L’orientaliste Dimitrie Cantemir, qui l’accompagne, est chargé par exemple d’étudier la forteresse, ses murs, sa structure. L’empereur ordonne aussi de développer l’industrie vinicole ou encore de créer un jardin impérial. Non loin du Verger de Pierre, sur le versant oriental du mont Djalgan, se trouve d’ailleurs une grotte de stalactites avec une « source russe » (Ourous-Boulakh, ou Rousskiy Klioutch), qui tire son nom de cette époque. Le tsar a bu de son eau aux vertus médicinales. La mode impose une chevelure tombant sur les épaules, mais la chaleur est telle qu’il se tond à ras. Il expédie ses cheveux à la capitale. Ceux-ci seront utilisés sur la statue de cire façonnée par Rastrelli à sa mort, en 1725.
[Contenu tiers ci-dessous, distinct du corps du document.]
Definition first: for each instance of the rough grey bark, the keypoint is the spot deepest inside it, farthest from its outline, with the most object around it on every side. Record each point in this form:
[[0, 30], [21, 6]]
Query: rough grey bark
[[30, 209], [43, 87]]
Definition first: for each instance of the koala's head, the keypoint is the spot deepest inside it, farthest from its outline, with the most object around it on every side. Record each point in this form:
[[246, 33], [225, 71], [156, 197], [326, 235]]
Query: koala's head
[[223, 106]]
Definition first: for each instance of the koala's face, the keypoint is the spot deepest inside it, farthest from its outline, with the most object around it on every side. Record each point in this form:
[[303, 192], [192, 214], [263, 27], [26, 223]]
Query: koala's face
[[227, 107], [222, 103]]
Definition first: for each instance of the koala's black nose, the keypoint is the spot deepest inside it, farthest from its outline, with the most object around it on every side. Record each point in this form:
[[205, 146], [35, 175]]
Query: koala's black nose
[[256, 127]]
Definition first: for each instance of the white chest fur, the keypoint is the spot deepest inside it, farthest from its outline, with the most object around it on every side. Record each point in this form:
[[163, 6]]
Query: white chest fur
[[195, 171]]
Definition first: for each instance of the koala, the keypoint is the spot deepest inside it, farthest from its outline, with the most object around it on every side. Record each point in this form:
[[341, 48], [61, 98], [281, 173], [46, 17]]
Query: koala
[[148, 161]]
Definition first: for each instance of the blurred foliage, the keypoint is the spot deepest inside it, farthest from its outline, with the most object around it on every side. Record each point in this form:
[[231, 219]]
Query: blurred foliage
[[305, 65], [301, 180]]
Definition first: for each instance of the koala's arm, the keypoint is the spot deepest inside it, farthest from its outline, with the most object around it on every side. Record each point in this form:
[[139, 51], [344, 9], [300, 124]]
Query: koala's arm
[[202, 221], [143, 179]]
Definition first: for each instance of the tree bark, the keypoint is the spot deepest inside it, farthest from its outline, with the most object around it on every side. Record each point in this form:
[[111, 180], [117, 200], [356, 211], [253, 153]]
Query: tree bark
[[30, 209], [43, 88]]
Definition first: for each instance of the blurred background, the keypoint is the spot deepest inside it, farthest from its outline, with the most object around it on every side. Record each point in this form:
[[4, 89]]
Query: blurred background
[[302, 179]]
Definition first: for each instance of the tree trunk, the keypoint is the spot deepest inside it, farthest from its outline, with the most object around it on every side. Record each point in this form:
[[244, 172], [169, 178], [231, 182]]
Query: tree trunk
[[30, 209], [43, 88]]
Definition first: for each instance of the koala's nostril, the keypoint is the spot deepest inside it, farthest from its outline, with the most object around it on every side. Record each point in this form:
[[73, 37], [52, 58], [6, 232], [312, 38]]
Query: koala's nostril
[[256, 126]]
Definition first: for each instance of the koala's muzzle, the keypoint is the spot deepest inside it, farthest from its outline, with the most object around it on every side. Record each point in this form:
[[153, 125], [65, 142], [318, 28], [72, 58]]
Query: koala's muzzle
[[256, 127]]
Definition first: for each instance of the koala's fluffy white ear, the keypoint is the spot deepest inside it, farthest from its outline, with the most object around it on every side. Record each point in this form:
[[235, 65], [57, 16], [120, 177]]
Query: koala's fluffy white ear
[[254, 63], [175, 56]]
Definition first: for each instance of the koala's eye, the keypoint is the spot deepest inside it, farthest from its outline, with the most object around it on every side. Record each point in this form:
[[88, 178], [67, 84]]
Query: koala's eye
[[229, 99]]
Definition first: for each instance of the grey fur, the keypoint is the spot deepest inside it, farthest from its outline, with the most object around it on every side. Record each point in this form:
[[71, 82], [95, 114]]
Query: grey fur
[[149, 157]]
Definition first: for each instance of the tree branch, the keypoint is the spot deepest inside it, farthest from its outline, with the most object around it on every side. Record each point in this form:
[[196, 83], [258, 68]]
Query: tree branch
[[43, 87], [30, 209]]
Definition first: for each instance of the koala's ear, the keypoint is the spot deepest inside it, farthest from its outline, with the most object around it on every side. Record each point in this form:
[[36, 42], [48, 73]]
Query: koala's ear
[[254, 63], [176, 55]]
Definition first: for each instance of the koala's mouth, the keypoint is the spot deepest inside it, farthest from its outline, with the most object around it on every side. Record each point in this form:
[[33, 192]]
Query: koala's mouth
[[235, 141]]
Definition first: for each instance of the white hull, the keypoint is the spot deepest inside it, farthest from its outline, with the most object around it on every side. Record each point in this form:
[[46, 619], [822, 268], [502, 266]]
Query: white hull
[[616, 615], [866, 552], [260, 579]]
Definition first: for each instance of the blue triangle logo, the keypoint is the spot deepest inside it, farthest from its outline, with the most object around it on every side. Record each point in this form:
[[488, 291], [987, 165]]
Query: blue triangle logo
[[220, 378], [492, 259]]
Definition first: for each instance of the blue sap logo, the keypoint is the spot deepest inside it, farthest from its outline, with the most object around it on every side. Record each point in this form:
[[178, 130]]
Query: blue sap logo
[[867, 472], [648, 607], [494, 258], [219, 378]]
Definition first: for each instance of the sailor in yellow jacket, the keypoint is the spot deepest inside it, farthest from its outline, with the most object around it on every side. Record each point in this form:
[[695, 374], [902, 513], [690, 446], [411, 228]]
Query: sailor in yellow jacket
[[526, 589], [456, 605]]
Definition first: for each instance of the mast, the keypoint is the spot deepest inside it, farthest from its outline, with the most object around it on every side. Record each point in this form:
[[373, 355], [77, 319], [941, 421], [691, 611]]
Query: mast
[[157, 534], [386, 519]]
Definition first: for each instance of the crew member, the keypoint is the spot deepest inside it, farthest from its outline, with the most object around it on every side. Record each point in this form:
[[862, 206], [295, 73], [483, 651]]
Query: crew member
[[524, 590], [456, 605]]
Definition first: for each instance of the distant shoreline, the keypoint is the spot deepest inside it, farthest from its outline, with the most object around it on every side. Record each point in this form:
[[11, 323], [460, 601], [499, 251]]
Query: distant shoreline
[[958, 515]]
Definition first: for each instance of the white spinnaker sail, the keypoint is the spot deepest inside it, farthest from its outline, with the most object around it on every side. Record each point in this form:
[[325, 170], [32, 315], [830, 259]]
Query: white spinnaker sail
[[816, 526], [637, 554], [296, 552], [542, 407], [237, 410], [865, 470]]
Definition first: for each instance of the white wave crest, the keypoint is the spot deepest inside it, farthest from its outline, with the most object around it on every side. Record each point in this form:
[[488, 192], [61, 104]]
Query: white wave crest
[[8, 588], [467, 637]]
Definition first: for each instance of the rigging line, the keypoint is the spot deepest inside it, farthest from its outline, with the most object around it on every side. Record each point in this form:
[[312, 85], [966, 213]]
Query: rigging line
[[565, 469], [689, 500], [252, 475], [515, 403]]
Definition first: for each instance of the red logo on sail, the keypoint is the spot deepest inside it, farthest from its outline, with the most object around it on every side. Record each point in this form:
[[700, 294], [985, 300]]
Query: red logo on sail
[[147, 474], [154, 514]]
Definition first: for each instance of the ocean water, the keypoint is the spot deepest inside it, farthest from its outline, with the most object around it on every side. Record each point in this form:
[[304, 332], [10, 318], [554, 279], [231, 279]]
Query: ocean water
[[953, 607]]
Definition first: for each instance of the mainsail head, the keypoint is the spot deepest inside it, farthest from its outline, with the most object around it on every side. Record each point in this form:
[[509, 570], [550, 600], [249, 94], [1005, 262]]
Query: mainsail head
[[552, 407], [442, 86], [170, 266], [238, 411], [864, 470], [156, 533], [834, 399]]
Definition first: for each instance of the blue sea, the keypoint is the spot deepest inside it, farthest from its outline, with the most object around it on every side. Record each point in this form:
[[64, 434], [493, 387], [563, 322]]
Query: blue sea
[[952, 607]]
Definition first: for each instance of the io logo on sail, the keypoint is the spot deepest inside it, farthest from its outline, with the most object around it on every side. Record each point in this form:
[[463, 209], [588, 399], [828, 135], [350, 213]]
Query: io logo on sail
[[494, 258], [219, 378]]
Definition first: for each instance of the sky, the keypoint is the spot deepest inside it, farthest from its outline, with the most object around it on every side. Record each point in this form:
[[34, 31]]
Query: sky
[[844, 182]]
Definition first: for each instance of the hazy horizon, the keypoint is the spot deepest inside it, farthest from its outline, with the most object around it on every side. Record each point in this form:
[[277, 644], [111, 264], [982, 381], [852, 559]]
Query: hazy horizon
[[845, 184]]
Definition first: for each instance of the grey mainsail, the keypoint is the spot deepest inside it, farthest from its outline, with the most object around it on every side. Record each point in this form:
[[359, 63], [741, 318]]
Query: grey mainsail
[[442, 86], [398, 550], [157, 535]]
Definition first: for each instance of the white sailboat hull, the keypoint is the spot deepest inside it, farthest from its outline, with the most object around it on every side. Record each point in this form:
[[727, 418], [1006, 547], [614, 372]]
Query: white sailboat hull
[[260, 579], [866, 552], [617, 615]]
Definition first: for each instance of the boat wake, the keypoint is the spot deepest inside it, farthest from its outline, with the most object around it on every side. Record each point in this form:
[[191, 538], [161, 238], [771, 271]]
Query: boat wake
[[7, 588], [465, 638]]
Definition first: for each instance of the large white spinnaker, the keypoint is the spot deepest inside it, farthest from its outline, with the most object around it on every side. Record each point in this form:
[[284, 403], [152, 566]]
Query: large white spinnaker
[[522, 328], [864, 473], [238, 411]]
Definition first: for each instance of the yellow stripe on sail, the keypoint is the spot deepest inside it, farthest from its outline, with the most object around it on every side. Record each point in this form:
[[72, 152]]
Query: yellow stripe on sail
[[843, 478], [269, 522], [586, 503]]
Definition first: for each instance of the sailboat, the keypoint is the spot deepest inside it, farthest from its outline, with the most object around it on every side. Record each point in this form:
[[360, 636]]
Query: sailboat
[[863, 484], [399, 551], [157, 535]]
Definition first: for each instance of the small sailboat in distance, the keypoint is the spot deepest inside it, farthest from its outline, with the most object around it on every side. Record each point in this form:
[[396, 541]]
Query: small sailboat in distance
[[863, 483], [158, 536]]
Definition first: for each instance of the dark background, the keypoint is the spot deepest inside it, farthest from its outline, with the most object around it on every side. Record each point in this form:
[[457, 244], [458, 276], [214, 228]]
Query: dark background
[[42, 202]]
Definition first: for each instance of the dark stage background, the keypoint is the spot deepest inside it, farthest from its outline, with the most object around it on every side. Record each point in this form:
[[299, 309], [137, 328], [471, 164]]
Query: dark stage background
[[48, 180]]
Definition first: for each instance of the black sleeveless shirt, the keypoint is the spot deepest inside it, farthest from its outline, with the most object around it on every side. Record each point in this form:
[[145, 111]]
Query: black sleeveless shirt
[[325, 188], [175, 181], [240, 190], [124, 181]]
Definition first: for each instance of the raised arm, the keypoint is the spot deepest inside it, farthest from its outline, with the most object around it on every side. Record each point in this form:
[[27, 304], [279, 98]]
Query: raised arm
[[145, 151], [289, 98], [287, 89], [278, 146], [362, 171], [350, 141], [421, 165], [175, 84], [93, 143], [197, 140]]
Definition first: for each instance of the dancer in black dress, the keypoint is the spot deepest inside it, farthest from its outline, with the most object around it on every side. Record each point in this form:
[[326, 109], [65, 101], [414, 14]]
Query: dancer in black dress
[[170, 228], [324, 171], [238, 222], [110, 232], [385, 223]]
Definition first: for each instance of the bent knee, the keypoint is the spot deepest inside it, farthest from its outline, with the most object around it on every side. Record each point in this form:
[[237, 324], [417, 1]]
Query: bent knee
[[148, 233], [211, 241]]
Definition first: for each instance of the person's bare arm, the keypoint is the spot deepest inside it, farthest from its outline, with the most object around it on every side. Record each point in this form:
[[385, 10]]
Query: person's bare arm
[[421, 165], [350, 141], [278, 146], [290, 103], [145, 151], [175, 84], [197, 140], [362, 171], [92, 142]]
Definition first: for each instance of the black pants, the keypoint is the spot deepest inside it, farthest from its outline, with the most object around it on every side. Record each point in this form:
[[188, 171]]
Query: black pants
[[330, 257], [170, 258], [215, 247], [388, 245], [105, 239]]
D’illustres visiteurs sont passés par Derbent à sa suite, des tsars mais aussi des écrivains. Une légende locale rapporte que Pierre le Grand, hébergé dans la citadelle au début de son séjour, aurait creusé dans sa chambre une fenêtre avec vue sur la mer à la force de son poing… Alexandre Pouchkine s’en serait inspiré pour sa célèbre métaphore sur l’œuvre de l’empereur à Saint-Pétersbourg : « La nature a voulu qu’ici nous percions une fenêtre sur l’Europe ».

Derbent serait en quelque sorte son alter ego sur l’Orient. Dans son récit Voyage au Caucase, Alexandre Dumas évoque quant à lui la modeste demeure du tsar : « une petite baraque en terre », « défendue par deux canons ». Fabriqués par l’empereur à Voronej, ceux-ci ont été transférés à Makhatchkala, capitale du Daghestan, après la Révolution de 1917.

La chaumière aura survécu près de 200 ans, témoin de la rétrocession de la ville à la Perse puis de sa reconquête, avant d’être détruite pendant la guerre civile. Les fouilles ont permis de retrouver ses fondations et les colonnes érigées en 1862 pour la protéger. Aujourd’hui, le musée abrite également des expositions et organise des événements. Sous le regard sévère d’un Pierre le Grand de bronze, les visiteurs peuvent assister à des séances de cinéma en plein air durant l’été.